June 2024 - Namibian Government Upholds Cannabis Prohibition: Namibian government, through the Ministry of Health and Social Services, declined to permit the commercial cultivation of cannabis for medicinal purposes, citing the availability of effective existing treatments contrary to fact - based evidence that cannabis offers unique medical and therapeutic benefits and many reports of critical medications frequently being out of stock at state hospital pharmacies. Angela Prusa, founder of CHAN, expressed disappointment, emphasizing that cannabis offers a natural alternative with fewer side effects compared to many current pain medications. She noted that the decision appeared not to be based on available evidence.

2 September 2024 - Keetmanshoop Magistrate Strikes Ellest ‘Speedy’ Plaatjie Murder Case From Court Roll: The Keetmanshoop Magistrate’s Court removed the case of Ellest ‘Speedy’ Plaatjie’s murder from the court roll due to what was cited as an "incomplete police investigation." The case involved two members of the Special Reserve Force, Bernard Mulisa and Wilbard Neshuku, who were accused of assaulting Plaatjie, leading to his death. The officers’ bail of N$3,000 each was refunded, further fueling public frustration over the lack of accountability. Activists condemned the decision, stating that the delays and legal loopholes were being used to shield law enforcement from consequences.

October 2024 - Calls for Transparency in Plaatjie’s Case Fall on Deaf Ears: Despite repeated requests from the police for clarity regarding the provisional withdrawal of the case, the prosecution remained unresponsive. Regional Crime Investigations Coordinator, Commissioner Nicodemus Mbango, stated that his office had not received the case docket from the prosecution since the matter was removed from the court roll. The lack of communication has led to further distrust among activists and the public, who view the delays as deliberate attempts to deny justice to Plaatjie’s family. Prosecutor General Martha Imalwa, responding from outside the country, claimed that the case remained under investigation but provided no clear timeline for further action. The continued lack of transparency in the handling of the case reinforced concerns about impunity for police brutality in Namibia.

November 2024 - Brian Jafta Sues Prison Services Over Forced Hair Cutting: Brian Jaftha who had been growing his dreadlocks for more than 20 years as part of his Rastafari faith, was allegedly forced by prison officials to cut his dreadlocks against his will on 16 December 2023. Article 18 of the Universal Declaration of Human Rights and the International Covenant on Civil and Political Rights: protect and individuals freedom to express and practice their religion. The Namibian Constitution, particularly Section 14 guarantees freedom of conscience and cultural expression.

10 December 2024 - Cannabis Activists March on International Human Rights Day: Another protest was held by members of the cannabis activist community which was planned by GUN leadership to take place on International Human Rights day due to its relevance to the subject of cannabis prohibition. There were representatives from RUF, CHAN and medical cannabis advocates in attendance demonstrating solidarity between a variety of individuals from diverse backgrounds. Angela Prusa of CHAN was also present.

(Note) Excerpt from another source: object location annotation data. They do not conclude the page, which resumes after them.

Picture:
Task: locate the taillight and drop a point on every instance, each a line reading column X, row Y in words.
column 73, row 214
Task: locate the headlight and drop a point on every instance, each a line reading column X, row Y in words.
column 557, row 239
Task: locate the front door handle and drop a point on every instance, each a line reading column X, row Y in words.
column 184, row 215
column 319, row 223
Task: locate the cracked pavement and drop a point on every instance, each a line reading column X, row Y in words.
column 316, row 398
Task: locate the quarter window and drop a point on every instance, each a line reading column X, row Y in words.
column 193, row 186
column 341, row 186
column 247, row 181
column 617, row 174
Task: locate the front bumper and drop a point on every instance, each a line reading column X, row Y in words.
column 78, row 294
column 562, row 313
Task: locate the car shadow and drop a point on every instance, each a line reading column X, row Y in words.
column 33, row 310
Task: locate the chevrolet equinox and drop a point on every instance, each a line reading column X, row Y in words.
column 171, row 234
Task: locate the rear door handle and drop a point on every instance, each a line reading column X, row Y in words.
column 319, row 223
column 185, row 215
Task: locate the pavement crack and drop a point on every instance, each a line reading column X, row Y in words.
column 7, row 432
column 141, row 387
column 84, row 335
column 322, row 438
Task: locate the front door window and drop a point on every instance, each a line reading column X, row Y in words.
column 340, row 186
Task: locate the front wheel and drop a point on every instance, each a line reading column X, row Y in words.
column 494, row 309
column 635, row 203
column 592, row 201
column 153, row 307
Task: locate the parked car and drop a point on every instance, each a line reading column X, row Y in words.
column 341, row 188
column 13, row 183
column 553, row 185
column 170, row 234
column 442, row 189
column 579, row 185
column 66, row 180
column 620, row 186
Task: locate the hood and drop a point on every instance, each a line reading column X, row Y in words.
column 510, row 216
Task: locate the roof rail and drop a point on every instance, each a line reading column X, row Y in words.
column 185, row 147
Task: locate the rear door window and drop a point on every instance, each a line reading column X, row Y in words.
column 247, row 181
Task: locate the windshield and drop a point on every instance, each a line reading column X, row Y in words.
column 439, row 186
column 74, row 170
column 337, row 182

The Fight Continues: Despite years of activism, legal battles, and tragic losses, the struggle for cannabis legalization in Namibia continues. The cases of Ellest “Speedy” Plaatjie and Niita Nujoma serve as stark reminders of the human cost of prohibition. As global attitudes shift toward cannabis reform, Namibian activists remain determined to push for policies that uphold human rights, promote public health, and support economic development.